- The American public reports a distinct distrust of healthcare institutions to keep their personal data safe, likely due to prior large-scale data breaches, according to a new survey by the Harvard T.H. Chan School of Public Health in tandem with POLITICO.
- Less than 20% say they have a great deal of trust in health insurers to keep their personal information secure, while less than a quarter have a great deal of trust in hospitals to do the same. Little more than a third have a great deal of trust in their doctor’s offices.
- Thirty percent of those surveyed say they are very concerned that a company would use their internet search information to sell them medical products or treatments.
Since the U.S. Department of Health and Human Services began requiring healthcare providers and their business associates to publicly disclose data breaches involving 500 or more individuals about a decade ago, such incidents have received significant media attention. And it seems those and other breaches are eroding trust among individual Americans regarding their payers and providers, according to this survey of over 1,000 adults conducted last month.

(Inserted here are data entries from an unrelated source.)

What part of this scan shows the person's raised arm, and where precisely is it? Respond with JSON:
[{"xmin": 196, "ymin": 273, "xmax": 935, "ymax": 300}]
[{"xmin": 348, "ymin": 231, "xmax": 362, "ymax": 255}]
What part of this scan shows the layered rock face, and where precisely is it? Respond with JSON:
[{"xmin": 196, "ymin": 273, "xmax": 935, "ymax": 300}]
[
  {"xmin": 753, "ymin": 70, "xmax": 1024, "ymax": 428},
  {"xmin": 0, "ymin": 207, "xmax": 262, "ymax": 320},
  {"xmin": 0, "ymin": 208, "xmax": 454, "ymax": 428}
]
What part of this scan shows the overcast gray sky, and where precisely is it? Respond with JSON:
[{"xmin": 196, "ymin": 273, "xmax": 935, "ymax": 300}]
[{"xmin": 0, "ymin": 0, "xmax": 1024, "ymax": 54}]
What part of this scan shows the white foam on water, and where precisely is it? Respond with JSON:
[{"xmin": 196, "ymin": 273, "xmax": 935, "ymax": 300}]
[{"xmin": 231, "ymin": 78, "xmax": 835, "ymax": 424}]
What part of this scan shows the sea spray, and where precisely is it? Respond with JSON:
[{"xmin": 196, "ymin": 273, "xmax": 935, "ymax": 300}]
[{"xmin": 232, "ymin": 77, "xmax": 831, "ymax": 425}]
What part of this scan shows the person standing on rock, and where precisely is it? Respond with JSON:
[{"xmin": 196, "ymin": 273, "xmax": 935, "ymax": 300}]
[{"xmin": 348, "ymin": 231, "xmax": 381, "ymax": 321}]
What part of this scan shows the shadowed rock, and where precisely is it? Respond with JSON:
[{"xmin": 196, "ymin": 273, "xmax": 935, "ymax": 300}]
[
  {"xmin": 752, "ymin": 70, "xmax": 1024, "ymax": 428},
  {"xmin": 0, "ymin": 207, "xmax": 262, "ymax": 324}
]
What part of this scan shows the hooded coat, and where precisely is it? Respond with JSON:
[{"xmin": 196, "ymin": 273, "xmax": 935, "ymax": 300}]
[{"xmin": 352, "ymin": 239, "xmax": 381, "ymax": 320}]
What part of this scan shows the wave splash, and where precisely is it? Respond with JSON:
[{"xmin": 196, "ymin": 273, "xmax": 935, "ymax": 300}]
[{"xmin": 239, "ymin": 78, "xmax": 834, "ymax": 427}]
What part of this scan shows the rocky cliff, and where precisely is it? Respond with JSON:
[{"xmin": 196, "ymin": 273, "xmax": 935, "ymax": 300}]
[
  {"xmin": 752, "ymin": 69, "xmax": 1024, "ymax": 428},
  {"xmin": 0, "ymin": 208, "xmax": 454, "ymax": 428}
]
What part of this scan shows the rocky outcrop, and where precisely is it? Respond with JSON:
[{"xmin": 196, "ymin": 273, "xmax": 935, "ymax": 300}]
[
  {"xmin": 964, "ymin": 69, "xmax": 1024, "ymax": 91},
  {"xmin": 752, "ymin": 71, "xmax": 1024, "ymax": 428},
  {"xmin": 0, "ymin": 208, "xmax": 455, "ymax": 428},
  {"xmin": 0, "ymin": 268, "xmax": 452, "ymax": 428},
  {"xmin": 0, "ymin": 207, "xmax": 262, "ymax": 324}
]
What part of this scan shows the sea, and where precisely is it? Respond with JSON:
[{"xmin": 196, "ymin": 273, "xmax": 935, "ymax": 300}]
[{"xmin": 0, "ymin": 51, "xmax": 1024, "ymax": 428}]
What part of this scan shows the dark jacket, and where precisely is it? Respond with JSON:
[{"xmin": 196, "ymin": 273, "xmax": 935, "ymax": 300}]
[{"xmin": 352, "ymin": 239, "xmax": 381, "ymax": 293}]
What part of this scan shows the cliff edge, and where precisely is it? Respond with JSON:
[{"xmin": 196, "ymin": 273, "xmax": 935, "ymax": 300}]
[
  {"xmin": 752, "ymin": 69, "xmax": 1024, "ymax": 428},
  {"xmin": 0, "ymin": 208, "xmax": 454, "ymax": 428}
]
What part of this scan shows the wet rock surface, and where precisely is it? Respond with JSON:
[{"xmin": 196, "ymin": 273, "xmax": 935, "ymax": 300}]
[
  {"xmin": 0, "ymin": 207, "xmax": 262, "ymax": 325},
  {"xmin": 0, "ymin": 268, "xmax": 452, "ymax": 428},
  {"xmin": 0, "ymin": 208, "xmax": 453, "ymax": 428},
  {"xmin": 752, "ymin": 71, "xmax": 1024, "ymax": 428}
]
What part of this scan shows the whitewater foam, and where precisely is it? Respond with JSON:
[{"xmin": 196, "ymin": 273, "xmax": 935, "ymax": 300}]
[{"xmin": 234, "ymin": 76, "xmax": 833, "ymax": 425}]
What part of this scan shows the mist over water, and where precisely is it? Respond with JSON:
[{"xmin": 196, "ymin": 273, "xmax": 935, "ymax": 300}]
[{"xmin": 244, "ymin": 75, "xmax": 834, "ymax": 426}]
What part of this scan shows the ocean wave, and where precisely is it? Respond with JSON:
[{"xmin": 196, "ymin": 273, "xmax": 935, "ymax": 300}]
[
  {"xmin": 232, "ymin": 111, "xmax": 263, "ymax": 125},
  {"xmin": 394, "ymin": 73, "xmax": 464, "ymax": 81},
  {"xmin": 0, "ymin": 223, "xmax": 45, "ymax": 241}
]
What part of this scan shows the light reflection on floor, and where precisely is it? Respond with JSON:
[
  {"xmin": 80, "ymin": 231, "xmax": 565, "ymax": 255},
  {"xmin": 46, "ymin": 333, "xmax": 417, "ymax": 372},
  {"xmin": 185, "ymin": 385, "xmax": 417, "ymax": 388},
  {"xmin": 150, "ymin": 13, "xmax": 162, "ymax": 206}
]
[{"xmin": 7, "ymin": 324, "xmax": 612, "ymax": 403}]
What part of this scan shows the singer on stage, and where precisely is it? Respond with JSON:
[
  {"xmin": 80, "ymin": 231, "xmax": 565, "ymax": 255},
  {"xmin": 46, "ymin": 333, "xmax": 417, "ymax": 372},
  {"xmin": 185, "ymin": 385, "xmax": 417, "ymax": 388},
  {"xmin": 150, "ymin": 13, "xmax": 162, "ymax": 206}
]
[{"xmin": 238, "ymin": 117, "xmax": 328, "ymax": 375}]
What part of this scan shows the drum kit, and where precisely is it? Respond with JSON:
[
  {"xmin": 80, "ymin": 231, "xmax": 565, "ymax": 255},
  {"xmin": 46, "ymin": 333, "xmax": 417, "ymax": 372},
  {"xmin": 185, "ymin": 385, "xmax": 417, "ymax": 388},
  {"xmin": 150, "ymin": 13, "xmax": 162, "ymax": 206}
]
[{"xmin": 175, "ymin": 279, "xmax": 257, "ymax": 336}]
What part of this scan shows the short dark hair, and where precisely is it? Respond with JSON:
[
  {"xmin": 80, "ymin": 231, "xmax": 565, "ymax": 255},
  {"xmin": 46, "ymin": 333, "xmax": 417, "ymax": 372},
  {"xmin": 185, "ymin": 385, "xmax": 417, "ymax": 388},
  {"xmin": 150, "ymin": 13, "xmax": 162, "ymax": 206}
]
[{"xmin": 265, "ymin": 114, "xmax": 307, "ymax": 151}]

Of the respondents, 31% say they are "very concerned" and 26% "somewhat concerned" that due to the way records are kept, an unauthorized individual or entity will be able to access data about the state of their health and the medications they take.
But the distrust is also aimed at specific pillars of healthcare delivery. Only 17% say they have a "great deal of trust" that health insurance companies would keep their personal information secure; and only 24% say the same of their hospital.
Regarding the office of their personal physician, that trust creeps up to just 34%. And while less than a quarter of those surveyed say they have set up patient portals to access their personal health data, 26% say they are "very concerned" unauthorized people could be able to gain access to their personal health information in the portal.
Political affiliations skew the numbers, but only by a few percentage points. Democrats tend to be slightly more trustful of healthcare institutions than Republicans; independent voters are the most distrustful of all.
It remains to be seen whether such a survey may change the overconfidence many healthcare executives have in the way they are currently securing patient data.
Yet despite the relatively low trustworthiness, Americans tend to have a significantly higher belief that healthcare institutions will protect their personal data than other businesses. They tend to distrust credit card companies, online retailers, and Internet and social media companies at much higher rates.
The survey suggests that many Americans’ opinions have already been impacted by prior data breaches. “One in four (25%) Americans say that an unauthorized person has accessed their personal information — such as a credit card, Social Security number, or health information — in a way that harmed them in the past,” the survey’s authors wrote.